When you do wash your lettuce, the CDC says to use plain water, not vinegar or commercial produce washes. Rinse the leaves under running water; soaking in a sink can transfer germs from one leaf to another, or from the sink to your food. Creating a germ soup is not going to help you keep food clean.

Keeping veggies in the fridge also reduces bacterial growth, since bacteria don’t grow well in the cold. Lettuce, salads, and cut fruits and vegetables should be kept at refrigerator temperature—at the store as well as at home. (Check your fridge temperature, by the way. It should be between 32 and 40 degrees Fahrenheit, and the colder it is, the longer your food will keep.)

Can you wash off pesticides?

Besides germs, you may be concerned about pesticide residues. Scientists at the Connecticut Agricultural Experiment Station washed produce with running water, and found that it reduced the amount of pesticide residue for 9 of the 12 tested pesticides. What’s especially interesting is that some of those removed pesticides weren’t water-soluble—so the pesticides weren’t being dissolved in water, but rather, mechanically pushed off the produce by the force of running water.

The same researchers expanded on their study a few years later, testing four commercial produce washes, including Fit, against a soap solution (1% Palmolive) and plain running water, treating lettuce, strawberries, or tomatoes with a solution and then running under water for a full minute. They couldn’t detect any differences between how well the different treatments cleaned, but all of the washed produce—including that washed with just water—ended up with less pesticide than the unwashed controls.

Even though soap performed as well as the other washes in these studies, and it makes sense that it would be able to remove oils and other contaminants, nobody is recommending you use soap. It doesn’t have any advantage over water, and you really don’t want to end up with soap residue on your food. The CDC specifically advises against using soap when washing produce.

The authors’ recommendation: Rinse produce under running water for at least 30 seconds. Cleaning products or soap aren’t necessary.

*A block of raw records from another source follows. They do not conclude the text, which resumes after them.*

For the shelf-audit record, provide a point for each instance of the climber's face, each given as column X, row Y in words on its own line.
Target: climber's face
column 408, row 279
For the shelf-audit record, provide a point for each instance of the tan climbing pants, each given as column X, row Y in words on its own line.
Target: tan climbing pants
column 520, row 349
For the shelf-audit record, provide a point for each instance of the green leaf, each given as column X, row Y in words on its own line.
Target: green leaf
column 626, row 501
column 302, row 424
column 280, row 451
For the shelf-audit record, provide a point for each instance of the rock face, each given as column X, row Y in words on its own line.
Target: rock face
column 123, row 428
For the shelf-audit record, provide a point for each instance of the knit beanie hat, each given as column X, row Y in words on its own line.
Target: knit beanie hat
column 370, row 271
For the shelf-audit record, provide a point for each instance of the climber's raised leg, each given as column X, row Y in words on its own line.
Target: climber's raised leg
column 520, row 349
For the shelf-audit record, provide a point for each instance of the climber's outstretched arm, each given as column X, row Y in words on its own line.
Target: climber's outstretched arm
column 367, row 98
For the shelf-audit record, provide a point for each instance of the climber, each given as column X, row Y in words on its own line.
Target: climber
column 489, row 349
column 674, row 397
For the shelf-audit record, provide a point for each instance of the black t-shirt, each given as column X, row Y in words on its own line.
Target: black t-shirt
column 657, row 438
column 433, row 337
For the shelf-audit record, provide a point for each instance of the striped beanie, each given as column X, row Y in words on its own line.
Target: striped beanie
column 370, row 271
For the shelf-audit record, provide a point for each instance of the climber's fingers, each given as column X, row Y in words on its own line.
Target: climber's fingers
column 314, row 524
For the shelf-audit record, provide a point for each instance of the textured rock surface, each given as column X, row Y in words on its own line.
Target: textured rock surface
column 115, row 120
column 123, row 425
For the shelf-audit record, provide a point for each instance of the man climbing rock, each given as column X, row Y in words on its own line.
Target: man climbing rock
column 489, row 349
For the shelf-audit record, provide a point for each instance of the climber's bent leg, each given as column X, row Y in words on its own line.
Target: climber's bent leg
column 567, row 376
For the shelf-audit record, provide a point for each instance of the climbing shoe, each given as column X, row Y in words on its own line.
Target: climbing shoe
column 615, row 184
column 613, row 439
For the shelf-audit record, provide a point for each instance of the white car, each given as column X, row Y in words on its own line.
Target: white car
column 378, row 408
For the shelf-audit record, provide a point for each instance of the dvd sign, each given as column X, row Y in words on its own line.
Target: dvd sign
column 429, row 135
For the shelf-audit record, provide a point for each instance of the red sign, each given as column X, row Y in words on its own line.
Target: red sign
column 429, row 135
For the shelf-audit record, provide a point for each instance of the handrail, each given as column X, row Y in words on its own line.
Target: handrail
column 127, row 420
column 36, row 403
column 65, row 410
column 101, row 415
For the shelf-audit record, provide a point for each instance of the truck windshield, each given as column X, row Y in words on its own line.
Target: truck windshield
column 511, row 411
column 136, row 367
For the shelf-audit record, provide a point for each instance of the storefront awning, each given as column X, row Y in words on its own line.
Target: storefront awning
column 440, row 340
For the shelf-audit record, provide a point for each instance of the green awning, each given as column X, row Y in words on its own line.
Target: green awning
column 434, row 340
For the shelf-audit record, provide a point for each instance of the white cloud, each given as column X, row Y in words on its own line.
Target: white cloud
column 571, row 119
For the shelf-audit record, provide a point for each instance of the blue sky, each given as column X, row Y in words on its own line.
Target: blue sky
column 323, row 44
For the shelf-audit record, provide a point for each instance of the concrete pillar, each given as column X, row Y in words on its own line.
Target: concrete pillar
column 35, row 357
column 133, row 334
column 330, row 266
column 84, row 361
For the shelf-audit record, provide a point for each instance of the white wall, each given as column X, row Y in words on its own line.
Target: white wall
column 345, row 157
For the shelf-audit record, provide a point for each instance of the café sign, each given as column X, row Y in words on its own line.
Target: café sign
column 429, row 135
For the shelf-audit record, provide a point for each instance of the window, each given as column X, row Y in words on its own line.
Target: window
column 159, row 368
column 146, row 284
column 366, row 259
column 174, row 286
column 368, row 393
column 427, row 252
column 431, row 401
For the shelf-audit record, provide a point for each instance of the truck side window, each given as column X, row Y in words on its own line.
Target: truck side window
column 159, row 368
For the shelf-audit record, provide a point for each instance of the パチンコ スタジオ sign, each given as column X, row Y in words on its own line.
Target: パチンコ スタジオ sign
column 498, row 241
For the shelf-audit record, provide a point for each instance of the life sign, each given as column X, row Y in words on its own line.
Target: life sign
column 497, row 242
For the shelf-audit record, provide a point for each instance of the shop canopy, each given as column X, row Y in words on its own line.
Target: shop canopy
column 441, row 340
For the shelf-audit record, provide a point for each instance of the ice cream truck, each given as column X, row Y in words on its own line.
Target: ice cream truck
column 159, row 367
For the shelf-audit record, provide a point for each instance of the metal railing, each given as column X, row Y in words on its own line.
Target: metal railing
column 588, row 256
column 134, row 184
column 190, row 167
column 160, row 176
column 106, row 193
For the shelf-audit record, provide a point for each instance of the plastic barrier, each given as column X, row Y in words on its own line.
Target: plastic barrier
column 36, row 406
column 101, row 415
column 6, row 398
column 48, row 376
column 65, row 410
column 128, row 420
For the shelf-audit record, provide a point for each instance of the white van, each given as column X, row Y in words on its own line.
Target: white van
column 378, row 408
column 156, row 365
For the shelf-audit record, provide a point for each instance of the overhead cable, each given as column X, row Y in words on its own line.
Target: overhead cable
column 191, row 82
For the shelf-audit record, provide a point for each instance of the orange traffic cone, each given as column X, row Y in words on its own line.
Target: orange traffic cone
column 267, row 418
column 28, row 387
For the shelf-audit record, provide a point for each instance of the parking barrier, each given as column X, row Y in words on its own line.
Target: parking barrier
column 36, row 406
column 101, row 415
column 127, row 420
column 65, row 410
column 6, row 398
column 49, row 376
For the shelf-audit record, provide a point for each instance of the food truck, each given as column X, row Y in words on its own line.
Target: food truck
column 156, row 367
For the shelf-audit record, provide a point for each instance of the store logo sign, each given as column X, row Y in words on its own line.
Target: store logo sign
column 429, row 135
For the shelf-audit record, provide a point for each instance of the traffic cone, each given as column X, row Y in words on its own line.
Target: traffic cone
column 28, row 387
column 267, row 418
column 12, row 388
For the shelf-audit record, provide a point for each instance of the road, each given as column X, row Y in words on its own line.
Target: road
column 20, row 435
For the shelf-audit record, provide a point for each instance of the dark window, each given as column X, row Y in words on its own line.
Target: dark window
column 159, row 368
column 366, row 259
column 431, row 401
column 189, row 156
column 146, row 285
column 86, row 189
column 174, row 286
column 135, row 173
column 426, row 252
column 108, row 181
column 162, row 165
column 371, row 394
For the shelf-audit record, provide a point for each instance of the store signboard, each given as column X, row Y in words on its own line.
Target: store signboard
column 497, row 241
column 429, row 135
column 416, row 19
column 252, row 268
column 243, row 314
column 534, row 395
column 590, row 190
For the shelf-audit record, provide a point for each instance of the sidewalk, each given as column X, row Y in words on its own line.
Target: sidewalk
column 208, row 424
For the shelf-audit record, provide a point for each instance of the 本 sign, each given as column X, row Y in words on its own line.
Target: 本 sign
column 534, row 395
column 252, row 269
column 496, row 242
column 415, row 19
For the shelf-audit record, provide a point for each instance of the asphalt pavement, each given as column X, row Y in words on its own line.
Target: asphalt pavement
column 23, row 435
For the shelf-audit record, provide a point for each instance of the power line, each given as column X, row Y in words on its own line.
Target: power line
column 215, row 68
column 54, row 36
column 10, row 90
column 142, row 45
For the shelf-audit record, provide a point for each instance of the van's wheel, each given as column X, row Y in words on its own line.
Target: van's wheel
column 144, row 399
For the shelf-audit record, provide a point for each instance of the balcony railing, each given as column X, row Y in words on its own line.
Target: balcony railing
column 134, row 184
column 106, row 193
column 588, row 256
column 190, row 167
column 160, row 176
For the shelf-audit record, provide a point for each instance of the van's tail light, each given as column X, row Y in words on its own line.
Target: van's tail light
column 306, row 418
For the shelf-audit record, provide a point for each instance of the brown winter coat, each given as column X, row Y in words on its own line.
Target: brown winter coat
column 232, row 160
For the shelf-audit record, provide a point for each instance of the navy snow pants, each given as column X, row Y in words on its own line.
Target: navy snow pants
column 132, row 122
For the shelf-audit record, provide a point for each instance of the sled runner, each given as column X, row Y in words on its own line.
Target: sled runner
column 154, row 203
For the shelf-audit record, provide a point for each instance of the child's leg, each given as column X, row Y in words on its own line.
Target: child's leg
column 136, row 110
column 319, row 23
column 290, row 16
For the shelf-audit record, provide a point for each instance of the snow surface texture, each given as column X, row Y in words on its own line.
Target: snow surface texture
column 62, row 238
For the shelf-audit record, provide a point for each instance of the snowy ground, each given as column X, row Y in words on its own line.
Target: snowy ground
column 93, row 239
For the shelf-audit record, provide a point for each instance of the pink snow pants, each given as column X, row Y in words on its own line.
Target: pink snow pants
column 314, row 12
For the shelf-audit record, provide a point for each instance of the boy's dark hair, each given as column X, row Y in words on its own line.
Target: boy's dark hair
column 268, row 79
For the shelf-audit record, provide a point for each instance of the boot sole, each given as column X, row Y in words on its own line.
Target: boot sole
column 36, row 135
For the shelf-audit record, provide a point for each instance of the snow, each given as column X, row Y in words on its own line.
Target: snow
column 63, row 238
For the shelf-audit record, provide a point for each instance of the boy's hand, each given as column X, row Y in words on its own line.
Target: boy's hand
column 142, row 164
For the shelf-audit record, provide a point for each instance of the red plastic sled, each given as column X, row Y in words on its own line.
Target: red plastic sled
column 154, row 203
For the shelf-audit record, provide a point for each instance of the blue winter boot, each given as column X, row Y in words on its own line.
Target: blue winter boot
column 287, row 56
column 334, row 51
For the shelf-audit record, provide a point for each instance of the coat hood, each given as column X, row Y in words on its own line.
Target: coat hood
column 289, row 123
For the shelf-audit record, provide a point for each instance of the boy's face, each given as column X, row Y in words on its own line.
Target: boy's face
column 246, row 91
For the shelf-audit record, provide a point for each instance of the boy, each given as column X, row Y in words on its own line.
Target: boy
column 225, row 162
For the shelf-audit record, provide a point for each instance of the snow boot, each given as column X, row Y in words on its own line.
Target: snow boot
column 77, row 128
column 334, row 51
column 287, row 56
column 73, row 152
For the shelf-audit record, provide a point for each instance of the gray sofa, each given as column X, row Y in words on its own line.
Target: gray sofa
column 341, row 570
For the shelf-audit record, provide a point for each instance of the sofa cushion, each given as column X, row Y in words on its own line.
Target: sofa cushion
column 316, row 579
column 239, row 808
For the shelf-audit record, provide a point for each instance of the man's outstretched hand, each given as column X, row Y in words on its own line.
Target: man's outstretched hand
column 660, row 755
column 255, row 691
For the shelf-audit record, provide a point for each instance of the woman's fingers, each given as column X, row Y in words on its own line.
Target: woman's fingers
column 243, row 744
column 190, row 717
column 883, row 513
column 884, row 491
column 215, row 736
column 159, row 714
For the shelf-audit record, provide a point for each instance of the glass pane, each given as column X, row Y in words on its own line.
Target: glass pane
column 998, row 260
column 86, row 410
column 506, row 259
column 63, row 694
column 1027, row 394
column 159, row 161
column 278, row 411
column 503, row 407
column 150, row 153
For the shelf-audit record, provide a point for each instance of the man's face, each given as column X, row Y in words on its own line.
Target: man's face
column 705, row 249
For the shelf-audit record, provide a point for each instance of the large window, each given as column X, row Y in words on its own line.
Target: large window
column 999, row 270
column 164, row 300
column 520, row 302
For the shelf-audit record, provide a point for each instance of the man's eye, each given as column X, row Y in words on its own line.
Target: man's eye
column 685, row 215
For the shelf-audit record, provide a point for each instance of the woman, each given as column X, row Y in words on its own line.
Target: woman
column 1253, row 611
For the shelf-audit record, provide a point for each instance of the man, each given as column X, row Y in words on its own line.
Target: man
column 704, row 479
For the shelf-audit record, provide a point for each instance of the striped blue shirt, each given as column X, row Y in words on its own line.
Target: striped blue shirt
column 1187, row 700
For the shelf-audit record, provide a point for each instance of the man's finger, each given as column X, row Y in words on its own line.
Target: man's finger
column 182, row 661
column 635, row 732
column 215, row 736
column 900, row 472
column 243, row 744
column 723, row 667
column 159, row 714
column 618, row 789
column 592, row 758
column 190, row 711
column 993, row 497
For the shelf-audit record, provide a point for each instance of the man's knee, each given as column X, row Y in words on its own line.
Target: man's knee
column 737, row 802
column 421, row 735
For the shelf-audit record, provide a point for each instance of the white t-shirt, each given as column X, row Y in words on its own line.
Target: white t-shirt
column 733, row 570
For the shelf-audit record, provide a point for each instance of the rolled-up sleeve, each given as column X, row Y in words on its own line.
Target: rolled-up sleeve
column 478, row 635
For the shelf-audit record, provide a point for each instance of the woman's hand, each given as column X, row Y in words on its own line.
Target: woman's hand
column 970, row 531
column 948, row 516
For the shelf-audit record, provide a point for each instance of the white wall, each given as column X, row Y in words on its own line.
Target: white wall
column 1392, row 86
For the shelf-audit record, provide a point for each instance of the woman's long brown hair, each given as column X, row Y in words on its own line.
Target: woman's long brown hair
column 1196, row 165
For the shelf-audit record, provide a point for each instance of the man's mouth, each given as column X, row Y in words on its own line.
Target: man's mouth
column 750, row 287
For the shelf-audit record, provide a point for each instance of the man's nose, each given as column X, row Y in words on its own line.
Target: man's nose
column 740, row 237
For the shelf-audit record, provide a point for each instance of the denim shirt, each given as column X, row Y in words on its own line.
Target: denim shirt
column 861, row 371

There’s one other thing you have to know about pesticides on produce: even unwashed, they’re not likely to be present at dangerous levels. The same study tested the amount of pesticides found on the produce bought at stores, and concluded that they were “generally well within tolerances set by the [Environmental Protection Agency].” In other words, you can wash at least some of the pesticide off your produce, but the amount originally on your produce was probably not a problem to begin with.

We saw this before when discussing the Dirty Dozen—even the “dirtiest” produce didn’t have unsafe levels of pesticides, and buying organic doesn’t bypass the issue: Organic farming still uses pesticides, just different types.

One other caveat: Some pesticides are either incorporated into the plant’s tissues as it grows, or are simply hard to remove. These pesticides have undergone extensive testing and aren’t a serious health hazard. So, while you can’t rely on removing 100% of pesticides, your produce probably starts with harmless amounts and washing will reduce the amount further.